The Federal Office for Information Technology (BSI) has fundamentally revised its minimum standard for Mobile Device Management (MDM). Version 2.0 updates the requirements document, which was first published in 2017, to the state of the art and expands the catalog of requirements. The requirements for IT security in the minimum standards of the BSI are binding for the federal government and its authorities. However, many companies also voluntarily follow them.
The MDM 2.0 minimum standard fundamentally changes the structure of the document, but also introduces new requirements in terms of content, including in the areas of strategy, working methods and operational processes.

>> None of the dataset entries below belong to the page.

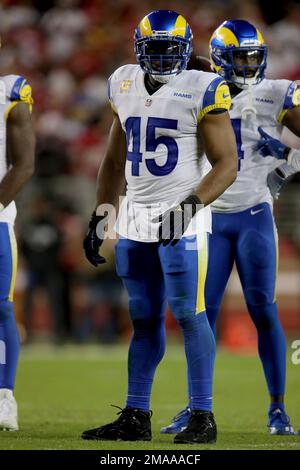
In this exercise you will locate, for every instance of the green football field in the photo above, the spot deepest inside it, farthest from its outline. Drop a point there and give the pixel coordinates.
(63, 391)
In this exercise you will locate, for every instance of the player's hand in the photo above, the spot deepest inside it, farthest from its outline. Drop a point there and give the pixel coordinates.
(268, 146)
(94, 239)
(174, 222)
(275, 181)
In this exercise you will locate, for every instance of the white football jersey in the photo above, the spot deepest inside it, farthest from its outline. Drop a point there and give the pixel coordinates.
(13, 89)
(165, 158)
(264, 106)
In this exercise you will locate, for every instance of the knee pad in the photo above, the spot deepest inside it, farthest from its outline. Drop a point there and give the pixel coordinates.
(182, 307)
(258, 249)
(265, 317)
(6, 311)
(259, 252)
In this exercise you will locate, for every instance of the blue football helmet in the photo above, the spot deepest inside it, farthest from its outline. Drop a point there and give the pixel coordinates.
(238, 53)
(163, 44)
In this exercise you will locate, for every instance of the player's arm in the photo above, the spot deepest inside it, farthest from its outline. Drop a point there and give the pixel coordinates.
(20, 152)
(220, 148)
(111, 175)
(110, 185)
(268, 146)
(290, 118)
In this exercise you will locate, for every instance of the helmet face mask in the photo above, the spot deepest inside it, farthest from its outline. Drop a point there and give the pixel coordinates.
(243, 65)
(162, 56)
(162, 53)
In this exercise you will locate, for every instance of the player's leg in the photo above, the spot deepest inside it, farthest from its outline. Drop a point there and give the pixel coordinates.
(9, 337)
(184, 267)
(256, 261)
(220, 263)
(139, 267)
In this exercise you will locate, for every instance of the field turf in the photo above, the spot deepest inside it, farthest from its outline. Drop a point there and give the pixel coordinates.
(63, 391)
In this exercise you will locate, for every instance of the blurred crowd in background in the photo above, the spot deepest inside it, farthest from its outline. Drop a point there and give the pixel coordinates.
(67, 49)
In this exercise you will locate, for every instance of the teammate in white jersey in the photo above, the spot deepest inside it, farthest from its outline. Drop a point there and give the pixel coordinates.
(163, 121)
(243, 229)
(16, 167)
(268, 145)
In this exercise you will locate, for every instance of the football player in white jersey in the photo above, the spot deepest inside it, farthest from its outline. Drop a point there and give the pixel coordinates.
(16, 167)
(243, 228)
(267, 146)
(164, 116)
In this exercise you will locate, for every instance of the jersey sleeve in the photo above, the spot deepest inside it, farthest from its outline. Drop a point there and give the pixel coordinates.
(110, 93)
(291, 100)
(18, 90)
(216, 96)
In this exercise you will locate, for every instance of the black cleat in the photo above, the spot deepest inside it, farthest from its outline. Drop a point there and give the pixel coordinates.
(132, 425)
(201, 429)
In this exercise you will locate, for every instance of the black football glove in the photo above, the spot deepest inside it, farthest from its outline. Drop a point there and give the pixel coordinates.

Old standards have also been revised, harmonized with the current IT baseline protection compendium and compared with the current Common Criteria protection profile for Mobile Device Management – Trusted Server.
BSI minimum standards are intended to ensure cyber security
MDM systems are used to integrate and manage mobile devices such as smartphones and tablets in the IT systems of federal authorities. The aim of the MDM minimum standard is therefore to “establish a uniform minimum level of security with effective measures to defend against cyber attacks within the heterogeneous landscape of authorities”. The BSI also publishes minimum standards for eight other areas of the federal IT landscape. Since 2021, the IT Security Act 2.0 has also legally obligated the federal government to comply with the requirements.
The overview of changes lists that BSI on its own websitethe document itself stands as a PDF ready for download. In addition, the formulated requirements have now been compiled in an overview table, which is also downloadable.